Now let us briefly consider the inborn factor. Patton, in his recent work on psychiatry, defines the addiction as a symptom of a functionally unstable nervous system; keeping in mind this definition and conforming ourselves to the personal equasion, I insist that contrary to the generally accepted view, drinking is not a question of morals, only so far as the first indulgences are a violation of the code of ethics of many people. How unreasonable that anyone should maliciously and with malice aforethought do the thing that he knows is bringing to himself irrevokable ruin. The so-called immoralities are the certain sequences of chronic alcoholism and are the symptoms of functional and structional changes due to the toxic effects of a poison upon the nerve centres. Craving for alcohol has nothing to do with strength and vigor of character; neither has education anything to do with appetite. No degree of ecclesiasticism or erudition can change a pleasant sensation into an unpleasant one. Either may create an abhorrence for alcoholic excess, but neither can alter a nervous organization that responds with emotions of delight to an alcoholic indulgence. We cannot substitute a delight in Shakespeare or Paderewski for a craving for alcohol.

You recall Lydston's illustration in his Diseases of Society, where he says "that certain moralists claim that inasmuch as the inebriate willfully took his first drink, the question is of moral significance only. This is as logical as that typhoid is to be cured by moral suasion because the victim voluntarily drank water containing the germs of disease.".

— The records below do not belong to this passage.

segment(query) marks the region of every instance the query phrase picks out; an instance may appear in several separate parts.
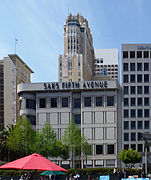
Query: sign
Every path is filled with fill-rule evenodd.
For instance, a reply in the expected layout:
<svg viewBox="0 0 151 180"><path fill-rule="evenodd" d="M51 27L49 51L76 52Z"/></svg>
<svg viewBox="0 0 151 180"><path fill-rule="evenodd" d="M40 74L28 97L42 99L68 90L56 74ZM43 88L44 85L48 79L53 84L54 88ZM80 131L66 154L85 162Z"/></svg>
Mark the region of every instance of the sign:
<svg viewBox="0 0 151 180"><path fill-rule="evenodd" d="M110 177L109 176L100 176L100 180L109 180Z"/></svg>
<svg viewBox="0 0 151 180"><path fill-rule="evenodd" d="M68 77L68 58L67 56L64 56L62 58L62 66L63 66L63 77Z"/></svg>
<svg viewBox="0 0 151 180"><path fill-rule="evenodd" d="M149 180L149 178L131 178L131 179L135 179L135 180ZM124 178L122 180L130 180L129 178Z"/></svg>
<svg viewBox="0 0 151 180"><path fill-rule="evenodd" d="M137 46L138 50L151 50L151 46Z"/></svg>
<svg viewBox="0 0 151 180"><path fill-rule="evenodd" d="M70 89L105 89L107 81L84 81L84 82L52 82L43 84L45 90L70 90Z"/></svg>

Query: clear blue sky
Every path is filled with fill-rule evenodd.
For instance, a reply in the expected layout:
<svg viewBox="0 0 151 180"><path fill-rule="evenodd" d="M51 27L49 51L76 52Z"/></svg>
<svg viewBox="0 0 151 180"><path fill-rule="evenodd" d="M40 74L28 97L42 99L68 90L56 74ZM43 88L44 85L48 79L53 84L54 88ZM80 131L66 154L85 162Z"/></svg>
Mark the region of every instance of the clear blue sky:
<svg viewBox="0 0 151 180"><path fill-rule="evenodd" d="M95 49L151 43L151 0L0 0L0 9L0 59L15 52L16 37L33 82L58 80L68 9L88 19Z"/></svg>

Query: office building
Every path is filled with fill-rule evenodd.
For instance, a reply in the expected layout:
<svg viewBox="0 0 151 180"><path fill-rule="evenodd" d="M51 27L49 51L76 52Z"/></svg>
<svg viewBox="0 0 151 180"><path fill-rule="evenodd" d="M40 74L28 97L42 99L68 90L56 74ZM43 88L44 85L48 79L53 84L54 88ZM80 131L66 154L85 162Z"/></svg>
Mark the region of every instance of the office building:
<svg viewBox="0 0 151 180"><path fill-rule="evenodd" d="M47 121L61 139L74 120L92 147L87 160L75 159L76 168L116 167L121 150L121 95L118 81L22 83L18 85L20 114L41 130ZM120 130L118 130L120 129ZM71 159L56 163L70 167Z"/></svg>
<svg viewBox="0 0 151 180"><path fill-rule="evenodd" d="M33 71L16 54L0 60L0 130L15 124L19 114L17 85L30 82Z"/></svg>

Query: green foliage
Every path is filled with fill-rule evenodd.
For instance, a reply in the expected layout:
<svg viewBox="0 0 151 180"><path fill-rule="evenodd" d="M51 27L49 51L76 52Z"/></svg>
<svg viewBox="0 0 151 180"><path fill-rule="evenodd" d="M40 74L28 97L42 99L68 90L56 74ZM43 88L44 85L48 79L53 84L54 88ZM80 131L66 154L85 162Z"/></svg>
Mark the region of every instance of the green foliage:
<svg viewBox="0 0 151 180"><path fill-rule="evenodd" d="M26 116L20 116L16 126L7 139L7 147L20 155L28 155L33 152L35 143L35 131Z"/></svg>
<svg viewBox="0 0 151 180"><path fill-rule="evenodd" d="M129 163L135 164L135 163L139 163L141 160L140 154L133 149L128 149L128 150L123 149L121 153L118 155L118 157L125 164L129 164Z"/></svg>

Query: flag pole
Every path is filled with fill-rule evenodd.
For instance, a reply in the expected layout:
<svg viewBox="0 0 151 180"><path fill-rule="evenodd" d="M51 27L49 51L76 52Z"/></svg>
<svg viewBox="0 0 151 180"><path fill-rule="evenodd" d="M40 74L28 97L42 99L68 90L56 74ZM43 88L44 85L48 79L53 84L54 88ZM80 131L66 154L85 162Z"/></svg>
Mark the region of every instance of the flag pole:
<svg viewBox="0 0 151 180"><path fill-rule="evenodd" d="M15 54L16 54L16 44L18 43L18 39L15 38Z"/></svg>

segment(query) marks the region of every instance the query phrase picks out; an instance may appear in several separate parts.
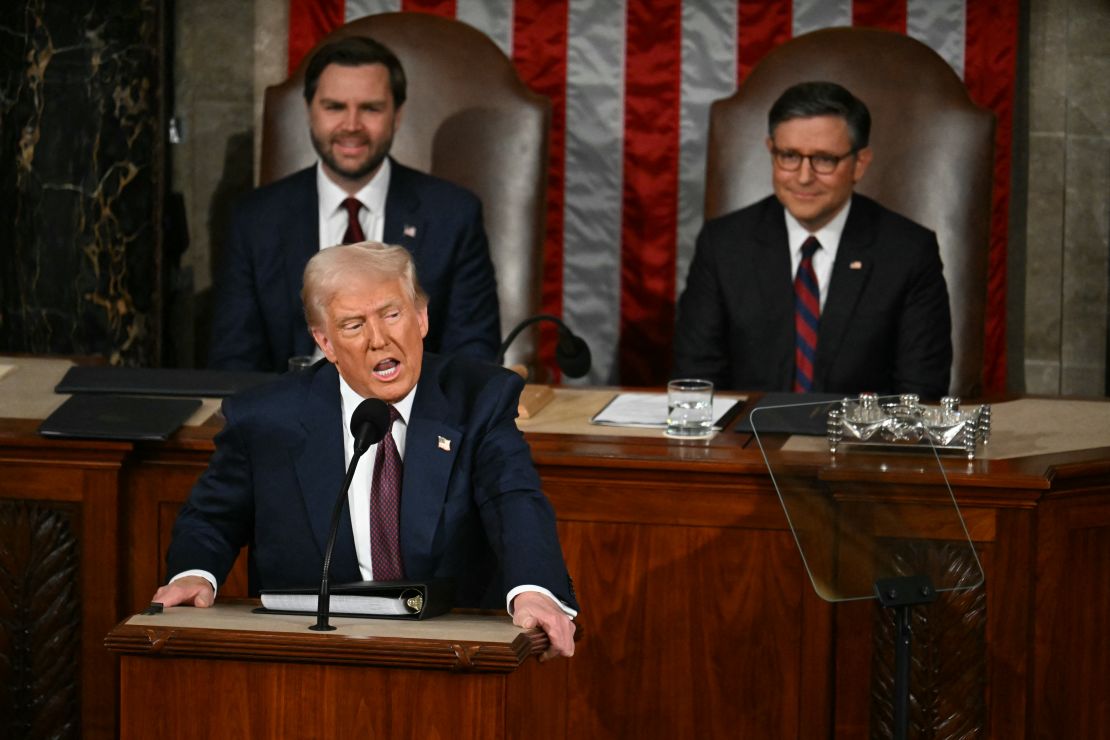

Noah is represented as being righteous before the Lord, and yet we read of his becoming so thoroughly intoxicated that he lost all sense of modesty and was found going about his tent without any clothing.

We are told that Lot was permitted to leave the wicked cities of Sodom and Gomorrah on account of his righteousness, and yet he became so beastly drunk that he did not recognize his own daughter, and while in this condition both the daughters of Lot became with child by their father.

We read with abhorrence and just indignation of the atrocities of the Moslems and yet in obedience to the teachings of the Koren, one hundred and eighty millions of Mohammedans have been abstainers for thirteen hundred years.

This inborn susceptibility may remain latent for many years and even through the entire life, particularly in women, who, although possessing an unstable nervous organization, have also an innate spirit of idealism, and further they are more securely entrenched behind the protecting influences of home than their exposed brothers. This statement with reference to women needs particular emphasis, as the frequency with which we are confronted with homes where the boys are dissipated and the girls total abstainers is urged as an argument against the hereditary tendency to alcoholism.

Referring again to the question of latency I have had many patients who had remained abstainers until they were twenty or thirty years of age tell me that their first drink had brought to them a sense of repose and well being entirely new in their experience. There had come into their lives a temporary restfulness to their unstable nervous systems so that they were willing to take chances on subsequent disaster in order to renew again. and again their first experience.

Within the past six months a very intelligent man of thirty was brought to us for treatment who, after he was perfectly sober, gave this history: He had a decidedly neurotic temperament.